Three months after surgery with general anesthesia, between 10 and 15 percent of patients may have cognitive deficits. The first paper linking anesthesia and cognitive disorders was published in 1887, but physician anesthesiologists and surgeons rarely ask about postoperative cognitive dysfunction (POCD), and patients seldom mention it. A new patient safety initiative focusing on reducing delirium and cognitive disorders following anesthesia addresses 170 years of what is now recognized as POCD.
“At present, we do not ask patients how they are doing cognitively after surgery, and we don’t tell them that there may be declines after surgery,” said Kirk Hogan, M.D., J.D., Professor in the Department of Anesthesiology at the University of Wisconsin. “In the future, we will ask and we will tell. The goal of the initiative is to accelerate the adoption of best practices and ensure patients are aware of the risks when making decisions regarding surgical interventions.”
Dr.

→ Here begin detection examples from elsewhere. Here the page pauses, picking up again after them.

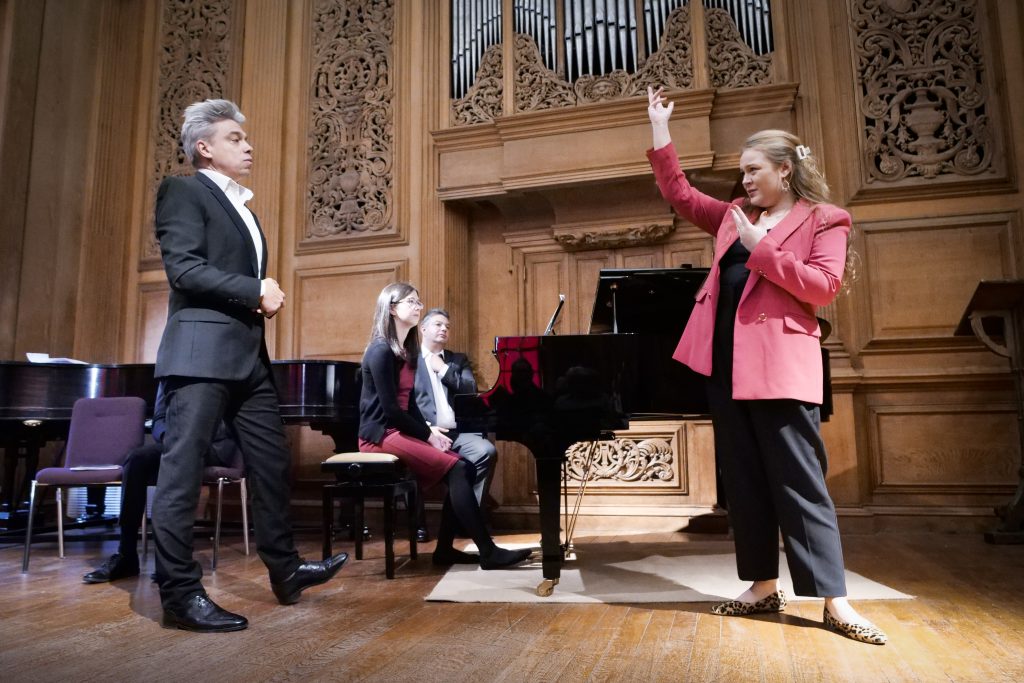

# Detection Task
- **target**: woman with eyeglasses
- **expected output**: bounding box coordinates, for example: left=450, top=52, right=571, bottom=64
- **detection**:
left=647, top=88, right=886, bottom=645
left=359, top=283, right=530, bottom=569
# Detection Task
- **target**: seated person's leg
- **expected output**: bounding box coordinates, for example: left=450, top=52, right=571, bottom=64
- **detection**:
left=82, top=443, right=161, bottom=584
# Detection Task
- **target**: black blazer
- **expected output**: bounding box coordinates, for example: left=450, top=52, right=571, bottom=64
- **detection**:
left=359, top=339, right=430, bottom=445
left=155, top=173, right=269, bottom=380
left=414, top=349, right=476, bottom=424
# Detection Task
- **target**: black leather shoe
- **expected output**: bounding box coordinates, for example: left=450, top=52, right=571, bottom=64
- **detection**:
left=82, top=553, right=138, bottom=584
left=270, top=553, right=348, bottom=605
left=164, top=593, right=249, bottom=633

Hogan explored the history of POCD Sunday during the Lewis H. Wright Memorial Lecture, “Cognitive Changes After Surgery: Don’t Ask, Don’t Tell.” Caregivers haven’t always heeded case reports and increasingly rigorous research into the cognitive effects of anesthesia.

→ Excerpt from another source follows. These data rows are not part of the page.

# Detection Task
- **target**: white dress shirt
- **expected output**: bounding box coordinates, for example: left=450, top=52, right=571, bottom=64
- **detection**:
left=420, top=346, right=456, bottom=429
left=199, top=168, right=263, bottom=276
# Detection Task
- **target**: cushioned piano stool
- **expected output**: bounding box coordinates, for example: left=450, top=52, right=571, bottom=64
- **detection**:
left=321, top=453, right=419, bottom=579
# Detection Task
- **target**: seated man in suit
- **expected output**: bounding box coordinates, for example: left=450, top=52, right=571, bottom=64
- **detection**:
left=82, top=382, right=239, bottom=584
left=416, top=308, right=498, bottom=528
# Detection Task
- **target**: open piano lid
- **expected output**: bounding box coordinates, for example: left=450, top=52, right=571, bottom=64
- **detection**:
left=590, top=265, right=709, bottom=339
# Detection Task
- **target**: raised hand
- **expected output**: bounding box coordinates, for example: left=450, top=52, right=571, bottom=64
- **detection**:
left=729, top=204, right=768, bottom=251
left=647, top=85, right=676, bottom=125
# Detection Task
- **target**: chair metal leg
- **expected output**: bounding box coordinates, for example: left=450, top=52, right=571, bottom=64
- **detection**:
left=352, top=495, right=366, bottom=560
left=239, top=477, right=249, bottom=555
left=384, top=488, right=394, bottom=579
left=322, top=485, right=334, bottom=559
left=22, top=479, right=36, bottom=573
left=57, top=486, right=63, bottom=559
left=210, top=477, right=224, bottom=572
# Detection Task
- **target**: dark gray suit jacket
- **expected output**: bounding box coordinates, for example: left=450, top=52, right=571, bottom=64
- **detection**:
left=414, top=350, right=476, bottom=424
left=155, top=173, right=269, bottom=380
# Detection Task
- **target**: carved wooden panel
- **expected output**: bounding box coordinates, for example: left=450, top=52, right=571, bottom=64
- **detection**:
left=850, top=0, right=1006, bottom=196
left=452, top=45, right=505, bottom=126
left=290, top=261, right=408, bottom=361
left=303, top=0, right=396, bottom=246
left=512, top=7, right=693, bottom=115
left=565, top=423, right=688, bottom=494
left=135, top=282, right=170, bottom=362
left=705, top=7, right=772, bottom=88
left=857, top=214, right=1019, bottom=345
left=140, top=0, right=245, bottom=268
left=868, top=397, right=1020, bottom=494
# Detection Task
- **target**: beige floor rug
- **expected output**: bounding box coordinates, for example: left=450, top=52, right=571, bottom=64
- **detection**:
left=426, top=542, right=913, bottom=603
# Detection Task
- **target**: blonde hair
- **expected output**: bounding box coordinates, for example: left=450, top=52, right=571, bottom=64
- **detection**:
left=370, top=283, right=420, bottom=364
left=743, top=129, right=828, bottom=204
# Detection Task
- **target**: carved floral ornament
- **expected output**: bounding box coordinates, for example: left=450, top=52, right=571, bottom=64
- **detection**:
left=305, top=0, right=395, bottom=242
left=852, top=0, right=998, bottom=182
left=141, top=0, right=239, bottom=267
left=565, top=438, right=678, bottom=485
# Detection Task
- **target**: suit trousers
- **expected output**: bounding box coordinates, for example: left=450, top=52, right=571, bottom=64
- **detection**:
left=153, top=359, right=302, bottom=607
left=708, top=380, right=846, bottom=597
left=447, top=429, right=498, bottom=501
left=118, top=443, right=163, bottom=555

One objection was the perceived need for pain as a component of healing. There were religious objections. Early accounts of cognitive changes associated with anesthesia did not distinguish between “insanity” and less severe cognitive dysfunction.
While papers in the 1940s and 1950s called for more research into links between neurocognitive declines and anesthesia, researchers in the 1960s tended to focus on other concerns. POCD was not considered a safety concern until the development of cardiac bypass surgery.
“Surgeons and families started reporting cognitive declines following bypass surgery,” Dr. Hogan said. “Research found that up to 30 percent of patients had cognitive declines after cardiac surgery.”
It wasn’t until the late 1990s that researchers began to investigate neurocognitive changes in non-cardiac surgery patients. About 10 percent of patients had demonstrable POCD three months after surgery. Increasing age was the only identified risk factor, which helped inspire studies on associations between anesthetics and changes similar to Alzheimer’s disease in biophysics, cell culture and rodent models.
Inhaled anesthetics increase amyloid oligomerization, activate caspase, promote amyloid beta aggregations, prevent amyloid beta clearance, and cause cytotoxicity and neuronal apoptosis, Dr. Hogan said. There was loss of learning and increased mortality that was worse in older rodents, and worse with specific combinations of anesthetics. Anesthetics also were associated with aseptic inflammatory response and necroptosis, upregulation of a variety of inflammatory cytokines and increased activation of macrophages and CNS microglia.
Dr. Hogan said that half of non-cardiac surgery patients will show signs of POCD at two to seven days after surgery. POCD persists in 12-30 percent of patients at three months and 3-10 percent have persistent POCD at one year.
According to Dr. Hogan, the cause of POCD is debatable and further research into this important safety concern is necessary. “We will be sorting out the effects of anesthesia and surgical trauma for decades to come,” he said.